I sprayed the shape with spray mount to hold it firm on the cloth and then using a Markel Oilstick (white) I coloured in the shape. Then using an old brush I stroked the pigment all round the paper shape. The spray mount held the mask perfectly.

After removing the mask I was pleased with the result. I have heightened the colours so that you can see the outcome, it is actually more subtle than the picture suggests.

I can start laying my fabric shapes over these stencilled areas tomorrow. I'm enjoying this part of the project, the hard slog will be when I start stitching all my shapes down.

Friday, 11 October 2013

Process Day 2

I started by making my moon more moon like, by adding some rubs.

Then out with the drawings. I'm certainly getting some mileage from these.

I have a wide bondaweb that I get from Art and Stitch, ideal for backing large pieces. I gently peel the backing away from the gluey side and use this as my tracing paper.

I place this over my drawings and trace with pencil the element I want.

 I then make a sandwich with my fabric on the bottom, (in this case a synthetic florist wrap ) then a layer of bondaweb and the tracing on top. I cut everything to size to avoid wasting too many materials.

Then the most important part, parchment paper or any other non stick paper under and over the tracing. Hot iron - no steam.

Then it is ready to cut out, with a combination of scissors and scalpel. This is the most tedious part it can take up to an hour to cut a complex element out. I think there will be about a dozen parts in this piece so this part I will spread it out over the weekend.

I try to cut as elegantly as possible to capture the feeling of each plant stem. The art of pivoting the scissors to create curves takes a lot of practice and time. 

Then on to the next one ( just another ten or so to go).

I can't help but lay some of the 'stems' over my moon to see how they are going to look, a lot of cutting needs to be done before I start laying out properly. I'm using a mixture of silks, sheers, chiffon and synthetics to make up the plant life.
 I envisage the overall size being about 36" x 60" so quite a big piece of work. The decision I have yet to make is whether to use batting on the back or just another layer of black linen, I'll decide when I have everything bondawebbed in place.
I experimented with bleach discharging the background with some of my stem shapes but didn't like the colour achieved so discarded this idea.
I will post again on Monday.

Thursday, 10 October 2013

Process - Day 1

My moon for this piece of work needed to be big, luckily this dish at 14" diameter fitted the bill nicely. Using freezer paper and a scalpel I cut round the circumference.
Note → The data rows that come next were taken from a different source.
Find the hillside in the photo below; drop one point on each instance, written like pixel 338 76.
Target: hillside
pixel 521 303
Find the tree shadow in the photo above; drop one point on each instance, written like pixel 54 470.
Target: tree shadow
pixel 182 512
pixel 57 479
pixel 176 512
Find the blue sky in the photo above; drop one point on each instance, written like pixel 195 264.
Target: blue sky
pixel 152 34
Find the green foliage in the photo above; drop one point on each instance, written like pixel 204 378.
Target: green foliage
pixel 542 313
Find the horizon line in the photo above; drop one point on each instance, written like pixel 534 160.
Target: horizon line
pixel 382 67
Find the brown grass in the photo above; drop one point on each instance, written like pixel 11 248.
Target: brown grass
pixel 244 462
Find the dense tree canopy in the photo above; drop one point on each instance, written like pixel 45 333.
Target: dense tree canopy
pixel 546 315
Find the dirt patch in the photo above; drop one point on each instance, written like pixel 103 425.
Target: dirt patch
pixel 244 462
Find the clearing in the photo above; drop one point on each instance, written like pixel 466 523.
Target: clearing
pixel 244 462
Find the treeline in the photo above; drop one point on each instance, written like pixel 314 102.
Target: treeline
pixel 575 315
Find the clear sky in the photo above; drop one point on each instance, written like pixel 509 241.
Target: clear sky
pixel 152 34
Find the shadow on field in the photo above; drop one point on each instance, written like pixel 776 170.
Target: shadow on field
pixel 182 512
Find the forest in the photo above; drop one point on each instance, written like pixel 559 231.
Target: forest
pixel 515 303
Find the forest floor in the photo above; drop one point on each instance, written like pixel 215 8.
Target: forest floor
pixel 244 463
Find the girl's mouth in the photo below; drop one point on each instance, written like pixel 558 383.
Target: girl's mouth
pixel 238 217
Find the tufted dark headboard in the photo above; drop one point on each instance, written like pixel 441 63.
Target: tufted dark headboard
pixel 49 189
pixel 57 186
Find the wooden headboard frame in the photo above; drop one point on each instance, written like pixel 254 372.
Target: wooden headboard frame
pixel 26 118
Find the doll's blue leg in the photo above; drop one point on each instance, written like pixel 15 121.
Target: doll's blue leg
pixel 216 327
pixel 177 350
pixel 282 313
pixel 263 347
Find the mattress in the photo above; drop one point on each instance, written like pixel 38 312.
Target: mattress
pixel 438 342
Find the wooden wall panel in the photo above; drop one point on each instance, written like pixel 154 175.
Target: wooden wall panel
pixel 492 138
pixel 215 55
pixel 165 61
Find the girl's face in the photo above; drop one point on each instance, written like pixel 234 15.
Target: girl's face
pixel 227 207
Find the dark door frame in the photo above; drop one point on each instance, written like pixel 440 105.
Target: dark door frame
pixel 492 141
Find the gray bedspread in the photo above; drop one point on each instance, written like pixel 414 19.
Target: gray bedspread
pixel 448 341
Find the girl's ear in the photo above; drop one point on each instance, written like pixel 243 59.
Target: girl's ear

This is the piece I require.

Using a hot iron and no steam I pressed the freezer paper onto the linen background shiny side down.

Because this is a harvest moon I want the colour to be warm behind the gilding so using a little fabric medium and magenta primary acrylic I paint a layer onto my fabric.

This is where a little patience is needed, it takes at least an hour sometimes more to dry thoroughly. It needs to be bone dry before the next stage.

Acrylic gold size has always been my choice for working on fabric, it will stay tacky for ages which is a big help with gilding. A thin coat is brushed on and left to 'cure' for at least 15mins. It should be sticky but not wet.

I leave the leaf (copper in this case) on its tissue backing and lay it face down on the sized ground. I go over it gently with a soft brush to make sure it has adhered, then carefully remove the carrier tissue . This piece took several sheets which I over lapped slightly. Fill in any 'holes' with tiny pieces of leaf until the surface is covered.

Using a soft brush gently remove all the surplus leaf.
This is the most satisfying part of gilding seeing the perfection of your shape appear.

Carefully lift the freezer paper off in one corner and gently remove.

Doing this revealed a tiny paint bleed, no problems a black felt tip took care of this.

My harvest moon which I will allow to settle before I work into it with some metallic rubs to make it more moon like.